The radiomics feature data was firstly preprocessed by replacing missing values with median values, and z-score normalization was followed. The whole dataset was randomly divided into training and test cohort at the ratio of 7:3. And the radiomics features in the training set was further screened for classification model construction. Firstly, the redundant collinear features were reduced by correlation analysis at a cut-value of 0.7. Then the features without statistical differences between COVID-19 and Non-COVID-19 groups were excluded by Mann-Whitney U test. The significant level was p<0.05. The univariate logistic analysis was used to select the potential classification indicators with P value less than 0.05. Next, the least absolute shrinkage and selection operator (LASSO) logistic regression method with 10-fold cross validation was applied for further feature selection and regularization to improve the model accuracy and avoid overfitting. The minimum mean square error for model fitting among the 10 folds was utilized to determine the optimized lambda values. The remaining features with non-zero coefficients at such lambda values were kept for model construction.

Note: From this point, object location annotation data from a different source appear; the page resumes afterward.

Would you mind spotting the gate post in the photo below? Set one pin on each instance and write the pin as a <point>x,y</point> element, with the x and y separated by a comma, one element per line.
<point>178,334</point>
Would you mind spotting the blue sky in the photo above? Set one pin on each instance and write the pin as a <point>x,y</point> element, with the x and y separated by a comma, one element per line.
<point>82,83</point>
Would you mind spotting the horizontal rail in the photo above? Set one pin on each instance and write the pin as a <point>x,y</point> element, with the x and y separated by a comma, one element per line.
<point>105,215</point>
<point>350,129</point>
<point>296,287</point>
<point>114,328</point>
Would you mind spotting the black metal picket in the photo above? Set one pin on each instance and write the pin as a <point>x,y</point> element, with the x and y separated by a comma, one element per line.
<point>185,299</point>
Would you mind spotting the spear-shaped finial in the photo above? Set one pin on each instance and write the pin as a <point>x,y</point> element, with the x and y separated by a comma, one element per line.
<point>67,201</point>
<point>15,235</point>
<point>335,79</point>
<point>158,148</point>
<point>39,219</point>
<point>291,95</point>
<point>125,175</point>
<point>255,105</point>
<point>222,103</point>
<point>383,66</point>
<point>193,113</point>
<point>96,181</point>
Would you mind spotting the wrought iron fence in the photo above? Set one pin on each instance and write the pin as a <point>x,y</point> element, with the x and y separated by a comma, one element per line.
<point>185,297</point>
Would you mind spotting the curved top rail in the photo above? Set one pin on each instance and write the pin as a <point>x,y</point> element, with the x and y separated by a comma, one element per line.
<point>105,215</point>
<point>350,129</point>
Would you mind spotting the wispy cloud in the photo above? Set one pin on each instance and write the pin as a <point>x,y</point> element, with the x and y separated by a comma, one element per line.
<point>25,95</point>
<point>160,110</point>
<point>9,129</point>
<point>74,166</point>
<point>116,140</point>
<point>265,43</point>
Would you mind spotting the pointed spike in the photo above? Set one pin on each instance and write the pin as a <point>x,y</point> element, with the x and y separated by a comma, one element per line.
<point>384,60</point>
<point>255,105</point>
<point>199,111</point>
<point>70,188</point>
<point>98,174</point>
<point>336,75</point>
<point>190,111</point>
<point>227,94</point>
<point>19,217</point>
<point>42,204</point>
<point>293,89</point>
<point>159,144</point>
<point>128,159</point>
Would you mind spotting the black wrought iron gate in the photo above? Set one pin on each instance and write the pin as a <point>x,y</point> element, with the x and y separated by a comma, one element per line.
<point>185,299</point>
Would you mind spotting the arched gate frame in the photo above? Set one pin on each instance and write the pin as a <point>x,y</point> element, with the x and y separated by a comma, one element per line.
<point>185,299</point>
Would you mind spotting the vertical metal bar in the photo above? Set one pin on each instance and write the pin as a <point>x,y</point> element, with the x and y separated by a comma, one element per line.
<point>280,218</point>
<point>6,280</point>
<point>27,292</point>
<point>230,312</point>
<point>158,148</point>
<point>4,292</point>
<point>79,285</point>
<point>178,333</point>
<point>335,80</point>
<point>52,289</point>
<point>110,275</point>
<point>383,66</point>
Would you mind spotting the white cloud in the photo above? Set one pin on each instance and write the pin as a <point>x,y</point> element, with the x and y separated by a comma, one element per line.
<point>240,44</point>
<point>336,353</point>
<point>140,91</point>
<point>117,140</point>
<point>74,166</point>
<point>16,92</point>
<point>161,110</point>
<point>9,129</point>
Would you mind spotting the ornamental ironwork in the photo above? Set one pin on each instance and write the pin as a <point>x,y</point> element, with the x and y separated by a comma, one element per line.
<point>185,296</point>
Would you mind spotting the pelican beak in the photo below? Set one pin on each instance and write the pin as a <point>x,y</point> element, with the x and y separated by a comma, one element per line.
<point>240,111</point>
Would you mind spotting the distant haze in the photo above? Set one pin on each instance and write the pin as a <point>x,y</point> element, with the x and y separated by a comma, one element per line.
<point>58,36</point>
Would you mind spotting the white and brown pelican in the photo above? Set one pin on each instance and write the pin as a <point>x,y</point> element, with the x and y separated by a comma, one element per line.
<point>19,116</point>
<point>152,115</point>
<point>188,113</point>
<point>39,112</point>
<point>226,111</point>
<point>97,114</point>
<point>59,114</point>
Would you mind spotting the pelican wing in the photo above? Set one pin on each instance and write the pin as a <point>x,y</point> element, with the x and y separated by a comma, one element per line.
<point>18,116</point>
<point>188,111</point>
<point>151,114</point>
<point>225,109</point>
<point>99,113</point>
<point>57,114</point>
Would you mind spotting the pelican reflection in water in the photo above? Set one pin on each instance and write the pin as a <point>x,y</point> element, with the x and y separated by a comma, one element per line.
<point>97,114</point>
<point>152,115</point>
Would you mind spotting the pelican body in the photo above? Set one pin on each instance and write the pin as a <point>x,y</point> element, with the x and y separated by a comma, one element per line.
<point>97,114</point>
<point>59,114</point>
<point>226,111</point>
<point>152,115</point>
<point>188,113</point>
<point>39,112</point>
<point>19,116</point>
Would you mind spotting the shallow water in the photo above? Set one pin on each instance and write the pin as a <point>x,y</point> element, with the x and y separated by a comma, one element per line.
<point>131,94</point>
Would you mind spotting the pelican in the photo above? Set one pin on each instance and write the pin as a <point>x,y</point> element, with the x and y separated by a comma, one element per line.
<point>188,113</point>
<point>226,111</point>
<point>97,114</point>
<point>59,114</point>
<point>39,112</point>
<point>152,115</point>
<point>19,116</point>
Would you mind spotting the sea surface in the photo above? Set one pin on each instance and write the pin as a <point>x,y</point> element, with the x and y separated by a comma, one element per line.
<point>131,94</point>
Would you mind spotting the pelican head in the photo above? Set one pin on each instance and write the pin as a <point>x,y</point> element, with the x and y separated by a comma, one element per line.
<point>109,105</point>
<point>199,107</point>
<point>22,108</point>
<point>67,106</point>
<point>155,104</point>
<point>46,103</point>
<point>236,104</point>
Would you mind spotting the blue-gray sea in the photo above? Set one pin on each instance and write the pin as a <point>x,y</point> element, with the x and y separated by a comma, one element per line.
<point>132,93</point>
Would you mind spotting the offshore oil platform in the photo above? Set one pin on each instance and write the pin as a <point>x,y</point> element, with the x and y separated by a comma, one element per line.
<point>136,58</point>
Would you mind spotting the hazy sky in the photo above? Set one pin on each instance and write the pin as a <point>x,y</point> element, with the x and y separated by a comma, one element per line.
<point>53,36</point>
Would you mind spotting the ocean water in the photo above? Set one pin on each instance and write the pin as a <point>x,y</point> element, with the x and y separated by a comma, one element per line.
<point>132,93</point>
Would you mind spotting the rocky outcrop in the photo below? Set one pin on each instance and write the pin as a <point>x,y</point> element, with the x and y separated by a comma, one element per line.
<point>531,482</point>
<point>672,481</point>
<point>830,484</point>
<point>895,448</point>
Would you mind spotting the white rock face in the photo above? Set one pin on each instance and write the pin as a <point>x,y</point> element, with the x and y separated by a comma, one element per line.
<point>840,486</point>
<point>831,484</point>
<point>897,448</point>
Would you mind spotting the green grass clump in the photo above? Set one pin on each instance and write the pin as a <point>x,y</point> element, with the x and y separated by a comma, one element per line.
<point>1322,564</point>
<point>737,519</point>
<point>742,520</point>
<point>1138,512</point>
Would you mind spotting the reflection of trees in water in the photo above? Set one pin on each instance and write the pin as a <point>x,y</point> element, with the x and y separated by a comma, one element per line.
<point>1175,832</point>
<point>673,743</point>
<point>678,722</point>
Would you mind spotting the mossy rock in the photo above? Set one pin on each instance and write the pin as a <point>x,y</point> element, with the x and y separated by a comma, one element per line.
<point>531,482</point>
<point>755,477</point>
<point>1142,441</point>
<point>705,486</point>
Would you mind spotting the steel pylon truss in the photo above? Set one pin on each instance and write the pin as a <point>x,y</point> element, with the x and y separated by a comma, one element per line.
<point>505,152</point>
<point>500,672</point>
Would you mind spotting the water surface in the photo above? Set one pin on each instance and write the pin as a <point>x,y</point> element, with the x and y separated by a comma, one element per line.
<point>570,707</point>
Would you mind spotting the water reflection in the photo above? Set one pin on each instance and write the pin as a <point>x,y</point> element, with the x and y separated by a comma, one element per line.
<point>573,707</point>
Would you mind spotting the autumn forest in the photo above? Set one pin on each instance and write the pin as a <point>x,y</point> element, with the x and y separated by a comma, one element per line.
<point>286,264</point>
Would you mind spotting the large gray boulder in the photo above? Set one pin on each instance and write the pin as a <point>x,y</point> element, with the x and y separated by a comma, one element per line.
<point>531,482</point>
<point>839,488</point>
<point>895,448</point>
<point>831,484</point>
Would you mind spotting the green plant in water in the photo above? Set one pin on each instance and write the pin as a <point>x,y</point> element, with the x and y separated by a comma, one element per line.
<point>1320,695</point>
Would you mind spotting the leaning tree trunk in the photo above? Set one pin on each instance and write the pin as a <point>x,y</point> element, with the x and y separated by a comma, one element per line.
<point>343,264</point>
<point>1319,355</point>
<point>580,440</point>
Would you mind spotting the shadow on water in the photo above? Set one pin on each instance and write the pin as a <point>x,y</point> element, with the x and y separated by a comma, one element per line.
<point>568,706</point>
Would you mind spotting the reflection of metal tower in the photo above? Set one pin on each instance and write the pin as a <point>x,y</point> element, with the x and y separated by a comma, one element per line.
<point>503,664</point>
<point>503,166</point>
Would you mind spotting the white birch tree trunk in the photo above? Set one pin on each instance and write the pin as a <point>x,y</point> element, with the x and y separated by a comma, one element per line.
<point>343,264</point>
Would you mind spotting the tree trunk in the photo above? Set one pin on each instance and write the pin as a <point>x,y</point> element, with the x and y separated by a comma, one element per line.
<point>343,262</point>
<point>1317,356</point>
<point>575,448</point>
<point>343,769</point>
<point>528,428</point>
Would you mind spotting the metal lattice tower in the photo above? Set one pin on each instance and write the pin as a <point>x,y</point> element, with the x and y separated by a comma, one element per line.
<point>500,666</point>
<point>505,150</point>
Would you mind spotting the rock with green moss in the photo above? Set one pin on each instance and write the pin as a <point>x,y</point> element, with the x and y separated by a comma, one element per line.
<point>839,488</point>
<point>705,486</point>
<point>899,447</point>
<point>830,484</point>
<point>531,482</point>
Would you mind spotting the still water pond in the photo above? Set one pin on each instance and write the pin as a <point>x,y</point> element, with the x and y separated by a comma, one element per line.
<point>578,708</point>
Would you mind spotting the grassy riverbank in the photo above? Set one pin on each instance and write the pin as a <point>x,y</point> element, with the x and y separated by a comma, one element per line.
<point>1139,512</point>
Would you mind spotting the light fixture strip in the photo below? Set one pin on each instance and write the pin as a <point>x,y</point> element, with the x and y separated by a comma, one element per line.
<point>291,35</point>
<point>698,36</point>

Classification model construction
The logistic regression model was constructed using the selected radiomics features to differentiate COVID-19 from Non-COVID-19 and the Radscore for each patient was calculated based on the regression coefficients. In addition, the independent predictors among CT signs were also selected by using Chi-square test (or Fisher exact test), univariate and multivariate logistic regression methods. These selected CT signs were further combined with radiomics features to construct combined model using logistic regression method. The nomogram of such combined model was also established.
The radiomics model and combined model constructed based on the training set were validated in the test cohort. The classification performances were evaluated by receiver operating characteristic (ROC) curve. The area under the curve (AUC), accuracy, sensitivity and specificity were derived. In addition, the calibration curves and decision curve analysis (DCA) curves were calculated to assess the models’ classification performance and their clinical benefits.
Statistical analysis
The continuous variables or ordinal variables were compared by t-test or Mann-Whitney U test. The distribution of different CT signs was compared by Chi-squared test or Fisher exact test when small sample sizes existed. For ROC analysis, the cut-off value in the training set at the maximum of Youden index of each model was calculated and the confusion matrix and sensitivity, specificity, accuracy in the training and test cohorts were derived at such cut-off value. The Delong test was used for comparison of ROC curves between different models. The reported statistical significance levels were all two-sided with the statistical significance set as p< 0.05. The statistical analyses were performed with SPSS Software (Version 25, IBM, Chicago, IL) and R software (Version: 3.6.1, https: www.r-project.org). The following R packages were mainly involved including: “glmnet” for logistic regression including LASSO regression; “pROC” for ROC analysis; “rmda” for DCA analysis.